Celebrating the 10th Anniversary of the Business Rules Manifesto
Question: How do business rules fit with requirements?
Rules are all around us in the real world – in the games we play, in the laws and regulations of society, in the limits we set for our children – everywhere. Yet for whatever reason, rules are seldom featured in requirements and IT methodologies. That’s very strange if you think about it.
So the very first point of the Manifesto aims to correct that omission, and by doing so, to bring better balance to requirements …
1.1 Rules are a first-class citizen of the requirements world.
This first point does not suggest that business rules are more important than other requirements – for example, process models – but rather, co-equal. How can you organize or model any kind of activity without knowing the rules?! That understanding leads to the second point of the Manifesto …
1.2 Rules are essential for, and a discrete part of, business models and technology models.
The “discrete part of” in this statement is crucial. It means that rules should not be embedded in other deliverables – for example, use cases – so that the rules can be written once and then applied everywhere (single-sourcing). It also means the rules can be validated directly with business people and subject matter experts. The result is better requirements – and better communication.

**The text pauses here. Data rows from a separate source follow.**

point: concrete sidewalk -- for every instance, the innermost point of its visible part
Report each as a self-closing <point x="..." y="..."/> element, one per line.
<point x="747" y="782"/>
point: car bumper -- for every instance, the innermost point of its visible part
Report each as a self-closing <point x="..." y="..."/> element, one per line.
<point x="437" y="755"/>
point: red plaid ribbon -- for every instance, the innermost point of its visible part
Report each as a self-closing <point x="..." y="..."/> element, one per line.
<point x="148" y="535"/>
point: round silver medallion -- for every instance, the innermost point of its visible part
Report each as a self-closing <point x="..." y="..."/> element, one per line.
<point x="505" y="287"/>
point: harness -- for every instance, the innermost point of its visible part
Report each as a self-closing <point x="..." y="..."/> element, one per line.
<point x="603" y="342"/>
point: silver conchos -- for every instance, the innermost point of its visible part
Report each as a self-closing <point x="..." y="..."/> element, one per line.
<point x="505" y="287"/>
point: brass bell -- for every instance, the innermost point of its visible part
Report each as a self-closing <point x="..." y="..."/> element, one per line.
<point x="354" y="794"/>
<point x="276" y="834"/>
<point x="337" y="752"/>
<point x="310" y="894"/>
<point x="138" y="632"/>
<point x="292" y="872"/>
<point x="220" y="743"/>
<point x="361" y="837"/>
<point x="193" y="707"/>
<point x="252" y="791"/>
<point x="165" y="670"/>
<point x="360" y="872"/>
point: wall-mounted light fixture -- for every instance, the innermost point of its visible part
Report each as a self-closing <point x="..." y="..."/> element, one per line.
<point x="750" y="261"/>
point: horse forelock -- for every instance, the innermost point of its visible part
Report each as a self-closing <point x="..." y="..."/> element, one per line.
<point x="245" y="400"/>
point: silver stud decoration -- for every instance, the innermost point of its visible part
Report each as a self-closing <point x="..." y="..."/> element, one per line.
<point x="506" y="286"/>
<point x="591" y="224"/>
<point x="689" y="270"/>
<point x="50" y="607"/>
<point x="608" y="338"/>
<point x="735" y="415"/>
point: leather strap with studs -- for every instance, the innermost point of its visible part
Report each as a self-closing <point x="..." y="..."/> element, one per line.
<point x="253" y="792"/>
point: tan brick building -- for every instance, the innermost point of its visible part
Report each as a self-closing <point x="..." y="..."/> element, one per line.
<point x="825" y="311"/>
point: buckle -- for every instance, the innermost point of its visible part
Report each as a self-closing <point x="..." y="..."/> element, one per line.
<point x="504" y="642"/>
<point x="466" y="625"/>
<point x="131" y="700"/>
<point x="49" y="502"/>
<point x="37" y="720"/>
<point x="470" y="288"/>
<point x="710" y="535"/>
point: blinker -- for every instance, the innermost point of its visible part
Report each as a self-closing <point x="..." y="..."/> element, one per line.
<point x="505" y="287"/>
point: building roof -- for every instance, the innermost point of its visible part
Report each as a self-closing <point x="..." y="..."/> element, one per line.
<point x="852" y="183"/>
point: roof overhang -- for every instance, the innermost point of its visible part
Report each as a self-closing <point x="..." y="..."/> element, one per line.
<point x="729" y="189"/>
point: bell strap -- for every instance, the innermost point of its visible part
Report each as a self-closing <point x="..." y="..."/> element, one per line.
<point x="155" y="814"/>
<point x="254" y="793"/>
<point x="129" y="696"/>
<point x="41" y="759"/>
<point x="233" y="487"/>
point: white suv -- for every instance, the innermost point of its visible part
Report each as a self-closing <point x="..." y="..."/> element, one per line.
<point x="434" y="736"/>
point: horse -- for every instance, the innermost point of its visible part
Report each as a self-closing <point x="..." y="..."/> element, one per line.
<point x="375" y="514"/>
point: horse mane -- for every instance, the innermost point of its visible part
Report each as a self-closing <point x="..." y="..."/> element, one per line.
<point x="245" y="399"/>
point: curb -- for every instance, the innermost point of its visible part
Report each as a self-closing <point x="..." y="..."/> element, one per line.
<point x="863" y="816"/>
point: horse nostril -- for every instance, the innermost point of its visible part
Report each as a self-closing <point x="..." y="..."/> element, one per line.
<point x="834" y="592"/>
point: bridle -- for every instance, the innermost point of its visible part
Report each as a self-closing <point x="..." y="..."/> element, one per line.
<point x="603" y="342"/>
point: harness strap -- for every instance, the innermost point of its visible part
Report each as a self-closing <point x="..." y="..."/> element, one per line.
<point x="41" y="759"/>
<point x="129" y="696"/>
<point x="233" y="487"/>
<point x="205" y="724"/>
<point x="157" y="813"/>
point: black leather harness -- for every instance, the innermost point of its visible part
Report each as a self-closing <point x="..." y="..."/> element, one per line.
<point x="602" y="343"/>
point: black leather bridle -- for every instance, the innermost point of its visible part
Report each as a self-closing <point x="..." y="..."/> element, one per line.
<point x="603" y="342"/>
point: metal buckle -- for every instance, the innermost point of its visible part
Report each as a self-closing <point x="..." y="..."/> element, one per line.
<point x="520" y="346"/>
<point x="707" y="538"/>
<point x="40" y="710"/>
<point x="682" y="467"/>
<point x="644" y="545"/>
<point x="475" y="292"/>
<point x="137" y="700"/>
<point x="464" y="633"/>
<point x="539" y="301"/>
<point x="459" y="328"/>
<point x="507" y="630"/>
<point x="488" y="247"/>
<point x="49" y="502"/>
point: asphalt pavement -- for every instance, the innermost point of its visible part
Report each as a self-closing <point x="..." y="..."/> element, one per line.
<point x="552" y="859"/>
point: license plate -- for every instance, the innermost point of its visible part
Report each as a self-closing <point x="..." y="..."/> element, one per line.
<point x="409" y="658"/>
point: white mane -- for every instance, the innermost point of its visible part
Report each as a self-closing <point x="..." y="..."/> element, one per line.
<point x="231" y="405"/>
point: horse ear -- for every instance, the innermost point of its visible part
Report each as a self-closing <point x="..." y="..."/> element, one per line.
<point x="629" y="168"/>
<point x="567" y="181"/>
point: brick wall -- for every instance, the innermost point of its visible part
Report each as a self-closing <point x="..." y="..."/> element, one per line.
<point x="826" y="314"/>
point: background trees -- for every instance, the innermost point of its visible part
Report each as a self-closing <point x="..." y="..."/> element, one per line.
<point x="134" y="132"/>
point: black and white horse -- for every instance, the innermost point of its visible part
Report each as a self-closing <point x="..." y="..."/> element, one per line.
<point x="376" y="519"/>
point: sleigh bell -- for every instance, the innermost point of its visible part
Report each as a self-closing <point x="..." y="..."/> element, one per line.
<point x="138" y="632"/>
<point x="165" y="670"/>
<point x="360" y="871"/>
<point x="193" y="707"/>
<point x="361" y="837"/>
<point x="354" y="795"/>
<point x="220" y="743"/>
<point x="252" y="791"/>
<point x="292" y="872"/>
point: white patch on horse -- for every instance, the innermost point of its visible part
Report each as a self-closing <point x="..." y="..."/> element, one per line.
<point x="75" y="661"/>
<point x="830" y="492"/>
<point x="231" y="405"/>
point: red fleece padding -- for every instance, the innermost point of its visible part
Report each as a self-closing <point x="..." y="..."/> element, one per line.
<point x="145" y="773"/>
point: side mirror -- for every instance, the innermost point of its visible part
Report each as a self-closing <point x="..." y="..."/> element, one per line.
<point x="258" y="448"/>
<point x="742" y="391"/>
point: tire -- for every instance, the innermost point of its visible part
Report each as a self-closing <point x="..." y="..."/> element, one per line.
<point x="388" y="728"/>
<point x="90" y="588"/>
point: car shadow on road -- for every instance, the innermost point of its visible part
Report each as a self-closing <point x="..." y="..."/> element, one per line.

Another result is rule independence. The rules can now evolve independently of other architectural components, often much faster. By not hard-coding rules into application programs, much more agile business solutions can be achieved. The Manifesto makes the point this way …
6.1 A business rules application is intentionally built to accommodate continuous change in business rules. The platform on which the application runs should support such continuous change.